Andrew Stokes: What makes QUBS a good place for research?
Stephen Lougheed: What makes it remarkable is the
high level of biodiversity it contains. It’s about 34 square km and
contains myriad water bodies from small wetlands to substantial lakes,
shorelines, ridges and swaths of intact forest. There are over 200
species of birds, many salamanders, frogs, turtles, snakes, flowering
plants and fungi that exist on its land. What’s most interesting though
is that it sits upon the Frontenac Arch, a southward extension of the
Canadian Shield that stretches down through eastern Ontario and links
the Adirondack Mountains to more northern parts of Ontario.
AS: How is that reflected in the local species?
SL: We have a mix of flora and fauna from both northern and southern regions, making it one of the most diverse regions in all of Canada. QUBS is home to both typically northern species like ravens, and tanagers and cuckoos, which are more characteristic of southern climes. Many of those southern species, such as the grey rat snake and the five-lined skink, Canada’s only lizard species, reach their range limit around QUBS and don’t live any farther north. It makes for excellent opportunities for research.
AS: What have you learnt about range limits?
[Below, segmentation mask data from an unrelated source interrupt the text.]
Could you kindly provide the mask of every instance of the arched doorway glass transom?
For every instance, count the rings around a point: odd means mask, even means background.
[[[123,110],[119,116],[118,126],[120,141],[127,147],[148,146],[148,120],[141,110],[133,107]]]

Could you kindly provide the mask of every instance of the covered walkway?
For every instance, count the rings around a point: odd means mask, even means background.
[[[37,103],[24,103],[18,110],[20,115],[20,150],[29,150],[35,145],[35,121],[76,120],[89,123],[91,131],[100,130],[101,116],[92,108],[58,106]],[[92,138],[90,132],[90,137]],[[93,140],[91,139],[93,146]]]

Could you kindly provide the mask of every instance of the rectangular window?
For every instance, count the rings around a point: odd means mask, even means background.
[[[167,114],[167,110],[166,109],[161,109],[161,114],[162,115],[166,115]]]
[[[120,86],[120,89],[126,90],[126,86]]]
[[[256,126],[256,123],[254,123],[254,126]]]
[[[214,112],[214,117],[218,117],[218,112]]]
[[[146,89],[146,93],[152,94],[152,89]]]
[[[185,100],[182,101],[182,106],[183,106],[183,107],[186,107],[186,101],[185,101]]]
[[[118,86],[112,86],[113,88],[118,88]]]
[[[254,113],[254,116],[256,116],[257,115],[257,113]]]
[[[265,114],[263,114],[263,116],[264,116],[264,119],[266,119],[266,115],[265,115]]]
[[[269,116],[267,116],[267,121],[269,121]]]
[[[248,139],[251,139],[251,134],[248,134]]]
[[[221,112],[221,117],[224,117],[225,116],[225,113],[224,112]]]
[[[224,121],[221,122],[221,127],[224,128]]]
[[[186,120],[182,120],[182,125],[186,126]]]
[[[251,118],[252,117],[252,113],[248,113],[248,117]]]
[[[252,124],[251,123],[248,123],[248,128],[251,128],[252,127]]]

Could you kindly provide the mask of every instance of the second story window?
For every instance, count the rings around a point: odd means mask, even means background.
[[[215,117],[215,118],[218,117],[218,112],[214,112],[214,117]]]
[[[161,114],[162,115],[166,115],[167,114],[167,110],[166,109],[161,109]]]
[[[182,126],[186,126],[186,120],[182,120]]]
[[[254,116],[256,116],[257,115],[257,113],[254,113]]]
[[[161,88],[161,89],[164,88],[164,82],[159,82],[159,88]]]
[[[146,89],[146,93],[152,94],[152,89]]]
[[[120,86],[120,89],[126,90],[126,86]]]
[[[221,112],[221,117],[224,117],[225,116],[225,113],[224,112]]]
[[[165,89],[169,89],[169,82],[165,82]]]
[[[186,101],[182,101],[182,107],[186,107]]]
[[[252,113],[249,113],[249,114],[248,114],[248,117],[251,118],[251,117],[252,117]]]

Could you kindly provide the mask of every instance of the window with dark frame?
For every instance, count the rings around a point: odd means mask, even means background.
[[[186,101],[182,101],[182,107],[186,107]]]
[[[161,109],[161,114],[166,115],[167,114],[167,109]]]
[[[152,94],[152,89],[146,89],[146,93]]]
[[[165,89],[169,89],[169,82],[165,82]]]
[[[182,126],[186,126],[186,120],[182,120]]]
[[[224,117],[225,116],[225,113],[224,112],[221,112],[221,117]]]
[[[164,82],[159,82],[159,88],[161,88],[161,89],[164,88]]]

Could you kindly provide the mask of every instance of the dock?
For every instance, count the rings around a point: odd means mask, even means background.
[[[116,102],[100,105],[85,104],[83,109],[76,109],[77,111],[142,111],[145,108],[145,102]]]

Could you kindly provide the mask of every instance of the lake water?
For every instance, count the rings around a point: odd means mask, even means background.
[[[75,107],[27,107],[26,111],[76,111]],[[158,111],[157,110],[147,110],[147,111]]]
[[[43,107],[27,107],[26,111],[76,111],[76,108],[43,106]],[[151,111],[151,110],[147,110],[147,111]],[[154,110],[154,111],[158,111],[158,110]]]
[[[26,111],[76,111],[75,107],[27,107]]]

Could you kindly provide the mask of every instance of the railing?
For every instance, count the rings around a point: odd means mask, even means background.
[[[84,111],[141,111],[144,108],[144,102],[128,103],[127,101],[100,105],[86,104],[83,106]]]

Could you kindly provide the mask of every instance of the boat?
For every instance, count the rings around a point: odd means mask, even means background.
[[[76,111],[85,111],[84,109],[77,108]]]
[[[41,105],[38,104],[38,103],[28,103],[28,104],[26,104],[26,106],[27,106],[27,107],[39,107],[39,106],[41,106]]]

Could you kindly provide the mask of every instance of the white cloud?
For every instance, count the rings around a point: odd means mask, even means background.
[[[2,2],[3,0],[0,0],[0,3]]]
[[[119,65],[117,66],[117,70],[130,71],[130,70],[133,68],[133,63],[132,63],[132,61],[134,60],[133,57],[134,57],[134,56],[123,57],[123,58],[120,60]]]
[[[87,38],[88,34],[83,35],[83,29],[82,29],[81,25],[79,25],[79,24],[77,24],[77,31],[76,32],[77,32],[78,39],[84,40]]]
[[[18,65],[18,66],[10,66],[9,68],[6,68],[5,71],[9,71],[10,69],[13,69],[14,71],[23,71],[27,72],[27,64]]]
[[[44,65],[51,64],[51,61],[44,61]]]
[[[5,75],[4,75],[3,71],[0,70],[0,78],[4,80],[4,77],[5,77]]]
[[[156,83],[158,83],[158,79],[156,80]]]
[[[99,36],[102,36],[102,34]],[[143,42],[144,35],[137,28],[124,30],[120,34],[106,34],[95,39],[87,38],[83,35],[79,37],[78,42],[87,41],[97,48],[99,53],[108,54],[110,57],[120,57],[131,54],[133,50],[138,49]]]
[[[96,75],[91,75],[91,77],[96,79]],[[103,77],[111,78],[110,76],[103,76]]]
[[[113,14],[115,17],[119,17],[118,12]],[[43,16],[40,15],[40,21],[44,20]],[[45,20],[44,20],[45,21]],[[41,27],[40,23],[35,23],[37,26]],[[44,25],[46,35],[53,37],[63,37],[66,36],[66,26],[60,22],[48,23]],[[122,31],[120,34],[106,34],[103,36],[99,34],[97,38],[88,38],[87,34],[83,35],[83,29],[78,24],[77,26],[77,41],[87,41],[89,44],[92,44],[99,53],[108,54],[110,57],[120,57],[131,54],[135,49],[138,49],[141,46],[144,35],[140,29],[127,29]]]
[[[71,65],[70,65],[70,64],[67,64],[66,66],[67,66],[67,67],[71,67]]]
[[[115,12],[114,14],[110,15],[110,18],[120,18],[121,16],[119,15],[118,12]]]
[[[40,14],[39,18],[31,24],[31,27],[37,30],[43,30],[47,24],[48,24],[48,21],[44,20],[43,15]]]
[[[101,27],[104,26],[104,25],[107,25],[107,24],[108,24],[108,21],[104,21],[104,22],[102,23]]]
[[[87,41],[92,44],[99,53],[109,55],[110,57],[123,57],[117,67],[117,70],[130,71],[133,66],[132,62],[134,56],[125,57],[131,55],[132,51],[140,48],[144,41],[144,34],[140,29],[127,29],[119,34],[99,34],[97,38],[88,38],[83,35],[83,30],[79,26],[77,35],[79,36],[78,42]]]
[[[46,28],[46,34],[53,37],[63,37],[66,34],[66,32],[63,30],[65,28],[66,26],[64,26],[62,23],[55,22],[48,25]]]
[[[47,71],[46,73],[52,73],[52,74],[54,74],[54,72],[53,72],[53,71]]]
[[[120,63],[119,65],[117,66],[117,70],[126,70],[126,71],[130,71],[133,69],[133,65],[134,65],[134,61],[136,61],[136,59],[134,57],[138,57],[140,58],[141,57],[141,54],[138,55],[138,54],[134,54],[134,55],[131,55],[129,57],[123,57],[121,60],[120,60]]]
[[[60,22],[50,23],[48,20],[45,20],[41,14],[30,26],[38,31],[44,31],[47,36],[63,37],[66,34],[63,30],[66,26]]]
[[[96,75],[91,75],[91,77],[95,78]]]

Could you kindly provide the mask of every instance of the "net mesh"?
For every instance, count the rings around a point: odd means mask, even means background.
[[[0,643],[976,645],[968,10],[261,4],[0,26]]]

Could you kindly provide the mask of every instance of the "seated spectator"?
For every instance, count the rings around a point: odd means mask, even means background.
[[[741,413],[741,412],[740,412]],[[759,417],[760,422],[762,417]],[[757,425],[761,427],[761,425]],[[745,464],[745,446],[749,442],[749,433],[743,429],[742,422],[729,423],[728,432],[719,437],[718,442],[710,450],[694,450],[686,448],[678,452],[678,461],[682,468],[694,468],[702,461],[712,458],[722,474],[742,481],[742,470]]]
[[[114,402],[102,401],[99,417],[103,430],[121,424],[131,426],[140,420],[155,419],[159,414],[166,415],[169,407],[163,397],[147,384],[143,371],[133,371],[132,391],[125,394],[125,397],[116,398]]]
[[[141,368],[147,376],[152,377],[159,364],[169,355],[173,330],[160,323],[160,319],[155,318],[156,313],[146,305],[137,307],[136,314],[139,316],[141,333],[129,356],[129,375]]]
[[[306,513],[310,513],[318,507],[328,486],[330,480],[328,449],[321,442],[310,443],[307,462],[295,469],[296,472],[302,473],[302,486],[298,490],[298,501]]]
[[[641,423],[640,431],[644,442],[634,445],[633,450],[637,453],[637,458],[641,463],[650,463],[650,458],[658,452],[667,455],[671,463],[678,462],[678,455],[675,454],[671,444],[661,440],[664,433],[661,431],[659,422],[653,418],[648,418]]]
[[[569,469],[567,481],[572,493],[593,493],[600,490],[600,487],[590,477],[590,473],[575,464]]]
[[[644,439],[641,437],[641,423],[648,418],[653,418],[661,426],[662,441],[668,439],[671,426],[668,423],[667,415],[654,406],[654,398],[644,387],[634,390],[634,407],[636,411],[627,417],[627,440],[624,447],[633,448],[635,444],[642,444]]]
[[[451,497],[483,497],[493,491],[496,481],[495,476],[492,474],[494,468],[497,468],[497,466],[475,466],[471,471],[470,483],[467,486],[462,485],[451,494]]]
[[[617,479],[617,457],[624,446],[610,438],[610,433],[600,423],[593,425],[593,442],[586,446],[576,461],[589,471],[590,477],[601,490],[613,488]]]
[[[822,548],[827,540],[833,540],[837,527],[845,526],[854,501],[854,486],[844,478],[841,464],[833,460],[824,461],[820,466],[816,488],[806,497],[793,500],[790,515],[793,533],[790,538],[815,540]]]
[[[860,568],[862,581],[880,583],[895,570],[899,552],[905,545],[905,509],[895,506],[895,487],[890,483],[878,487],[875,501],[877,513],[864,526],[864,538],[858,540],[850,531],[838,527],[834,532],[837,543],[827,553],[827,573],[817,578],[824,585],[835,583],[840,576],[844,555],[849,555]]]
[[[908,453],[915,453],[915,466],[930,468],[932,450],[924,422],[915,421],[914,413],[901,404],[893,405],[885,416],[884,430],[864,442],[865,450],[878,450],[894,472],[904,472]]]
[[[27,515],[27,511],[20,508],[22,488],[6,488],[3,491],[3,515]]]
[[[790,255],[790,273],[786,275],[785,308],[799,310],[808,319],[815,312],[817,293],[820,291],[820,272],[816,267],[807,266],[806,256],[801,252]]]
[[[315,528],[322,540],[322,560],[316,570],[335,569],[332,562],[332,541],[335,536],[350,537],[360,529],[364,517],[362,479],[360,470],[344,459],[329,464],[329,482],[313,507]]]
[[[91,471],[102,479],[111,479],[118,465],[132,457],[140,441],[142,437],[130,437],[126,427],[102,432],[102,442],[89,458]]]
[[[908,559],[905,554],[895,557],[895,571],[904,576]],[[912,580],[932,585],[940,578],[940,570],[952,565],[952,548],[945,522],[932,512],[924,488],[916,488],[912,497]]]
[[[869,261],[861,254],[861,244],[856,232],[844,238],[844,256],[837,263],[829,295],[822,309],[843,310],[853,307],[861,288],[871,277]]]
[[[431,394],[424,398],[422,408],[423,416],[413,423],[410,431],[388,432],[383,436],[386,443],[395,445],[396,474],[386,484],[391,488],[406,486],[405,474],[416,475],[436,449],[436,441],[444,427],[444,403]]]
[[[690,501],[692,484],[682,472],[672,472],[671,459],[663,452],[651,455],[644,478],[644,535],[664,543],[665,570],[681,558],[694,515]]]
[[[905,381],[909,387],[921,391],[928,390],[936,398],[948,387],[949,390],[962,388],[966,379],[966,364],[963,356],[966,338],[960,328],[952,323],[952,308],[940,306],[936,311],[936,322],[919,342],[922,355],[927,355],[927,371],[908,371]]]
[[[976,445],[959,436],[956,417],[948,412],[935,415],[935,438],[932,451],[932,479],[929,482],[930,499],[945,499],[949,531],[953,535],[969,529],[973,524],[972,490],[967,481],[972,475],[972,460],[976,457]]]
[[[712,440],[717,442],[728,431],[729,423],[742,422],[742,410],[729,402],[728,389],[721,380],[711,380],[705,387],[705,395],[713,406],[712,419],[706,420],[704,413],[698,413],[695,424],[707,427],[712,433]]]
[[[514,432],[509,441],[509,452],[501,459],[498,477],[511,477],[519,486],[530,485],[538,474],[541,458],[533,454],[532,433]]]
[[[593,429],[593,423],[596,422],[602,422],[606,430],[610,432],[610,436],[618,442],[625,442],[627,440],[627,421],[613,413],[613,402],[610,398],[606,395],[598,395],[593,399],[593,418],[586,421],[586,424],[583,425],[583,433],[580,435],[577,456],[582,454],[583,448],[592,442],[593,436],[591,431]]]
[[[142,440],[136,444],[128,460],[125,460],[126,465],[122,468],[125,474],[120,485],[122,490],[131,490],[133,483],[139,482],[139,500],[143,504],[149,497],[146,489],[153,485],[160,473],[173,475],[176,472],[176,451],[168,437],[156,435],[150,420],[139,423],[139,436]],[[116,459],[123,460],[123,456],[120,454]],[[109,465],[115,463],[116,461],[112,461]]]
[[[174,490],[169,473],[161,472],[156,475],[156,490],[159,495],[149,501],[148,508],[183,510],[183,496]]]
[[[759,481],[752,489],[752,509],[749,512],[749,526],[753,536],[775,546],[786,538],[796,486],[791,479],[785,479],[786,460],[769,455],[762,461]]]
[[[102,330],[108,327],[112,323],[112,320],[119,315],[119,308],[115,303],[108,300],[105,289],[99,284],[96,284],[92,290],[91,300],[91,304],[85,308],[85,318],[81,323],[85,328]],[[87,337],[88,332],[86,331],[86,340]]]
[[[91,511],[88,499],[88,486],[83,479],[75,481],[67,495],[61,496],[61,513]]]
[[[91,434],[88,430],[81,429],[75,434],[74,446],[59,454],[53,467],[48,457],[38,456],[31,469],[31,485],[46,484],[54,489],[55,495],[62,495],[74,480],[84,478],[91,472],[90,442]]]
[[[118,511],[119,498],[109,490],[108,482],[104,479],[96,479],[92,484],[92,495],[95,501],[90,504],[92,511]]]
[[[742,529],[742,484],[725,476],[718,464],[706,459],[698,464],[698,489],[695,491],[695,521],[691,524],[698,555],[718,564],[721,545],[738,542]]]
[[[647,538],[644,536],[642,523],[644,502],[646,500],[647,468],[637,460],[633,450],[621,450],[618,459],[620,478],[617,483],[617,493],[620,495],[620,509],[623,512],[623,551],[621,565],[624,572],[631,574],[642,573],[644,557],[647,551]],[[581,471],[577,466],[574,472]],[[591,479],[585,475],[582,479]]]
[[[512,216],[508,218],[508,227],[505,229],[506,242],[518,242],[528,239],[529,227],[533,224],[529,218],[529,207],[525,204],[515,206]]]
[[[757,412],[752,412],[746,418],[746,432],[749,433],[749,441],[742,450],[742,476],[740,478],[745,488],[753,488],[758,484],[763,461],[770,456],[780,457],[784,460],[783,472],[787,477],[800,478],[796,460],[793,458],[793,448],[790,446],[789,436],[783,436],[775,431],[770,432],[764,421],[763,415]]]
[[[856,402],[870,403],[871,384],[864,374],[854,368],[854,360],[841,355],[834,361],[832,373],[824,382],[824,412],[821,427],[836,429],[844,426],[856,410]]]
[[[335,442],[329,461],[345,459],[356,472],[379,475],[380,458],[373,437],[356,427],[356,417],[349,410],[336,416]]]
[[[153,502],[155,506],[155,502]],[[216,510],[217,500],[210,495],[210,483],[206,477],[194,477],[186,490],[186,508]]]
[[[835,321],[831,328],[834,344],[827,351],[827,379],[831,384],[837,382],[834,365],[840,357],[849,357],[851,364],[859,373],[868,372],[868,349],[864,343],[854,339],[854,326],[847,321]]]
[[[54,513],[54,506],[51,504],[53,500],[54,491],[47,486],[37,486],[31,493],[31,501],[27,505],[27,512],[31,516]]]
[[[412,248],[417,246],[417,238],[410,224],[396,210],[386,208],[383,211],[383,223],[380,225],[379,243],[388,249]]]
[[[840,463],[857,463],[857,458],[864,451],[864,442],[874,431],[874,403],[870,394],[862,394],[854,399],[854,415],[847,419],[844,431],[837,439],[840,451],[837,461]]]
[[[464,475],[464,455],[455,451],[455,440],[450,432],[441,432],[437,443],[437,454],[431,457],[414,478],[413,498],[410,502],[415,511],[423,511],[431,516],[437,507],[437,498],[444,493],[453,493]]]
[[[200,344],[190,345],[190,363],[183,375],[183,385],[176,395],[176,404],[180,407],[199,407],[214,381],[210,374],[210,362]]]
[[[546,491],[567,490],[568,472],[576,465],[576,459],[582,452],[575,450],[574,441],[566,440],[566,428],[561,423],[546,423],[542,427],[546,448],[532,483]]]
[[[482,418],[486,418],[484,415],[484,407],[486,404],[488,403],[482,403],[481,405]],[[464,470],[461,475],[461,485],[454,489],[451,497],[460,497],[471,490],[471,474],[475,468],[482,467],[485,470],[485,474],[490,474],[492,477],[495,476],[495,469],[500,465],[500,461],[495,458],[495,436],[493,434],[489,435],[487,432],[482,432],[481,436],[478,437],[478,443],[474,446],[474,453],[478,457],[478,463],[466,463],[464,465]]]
SL: Along with many other researchers, we’ve shown that in recent years, range limits and phenology (the timing in the annual life cycle of fauna) are shifting. Things like beginning of breeding of certain frog species have shifted much earlier as a consequence of climatic change and rising mean annual temperatures. We’re unsure whether these animals have the plasticity to cope with such changes, whether we will see adaptation, or whether we might see local extinction.
AS: We can see the effects of climate change that close to home then?
SL: Certainly, it’s happening already in ways we may not realize. People in Canada like to make the glib joke that we could use some global warming when we’re in the depths of a severe winter, but it could also lead to increased frequency of severe ice storms and sustained droughts. At QUBS for example in some years we’ve seen some drier cliffs lose their vegetation because of insufficient water. We actually now have eight climate stations that are collecting data in real time, everything from solar radiation, through air and water temperatures to precipitation rates. It will allow us to test hypotheses about how individual species or even entire communities respond to changing environments by comparing directly to our climate data.
AS: Part of your work is also species and habitat recovery and land stewardship. Are there any success stories?
SL: Well it’s easy to be pessimistic but we have had some positive outcomes. For many reptile species of conservation concern, we have been combining genetics, ecology and population censuses to then make conservation recommendations based on these data. For example, the eastern foxsnake in southwestern Ontario was classified as “threatened” under the federal Species at Risk Act when we began studying it, but our research contributed to its elevation to “endangered.” This affords it greater protection. In biology it’s sometimes important to celebrate these small victories.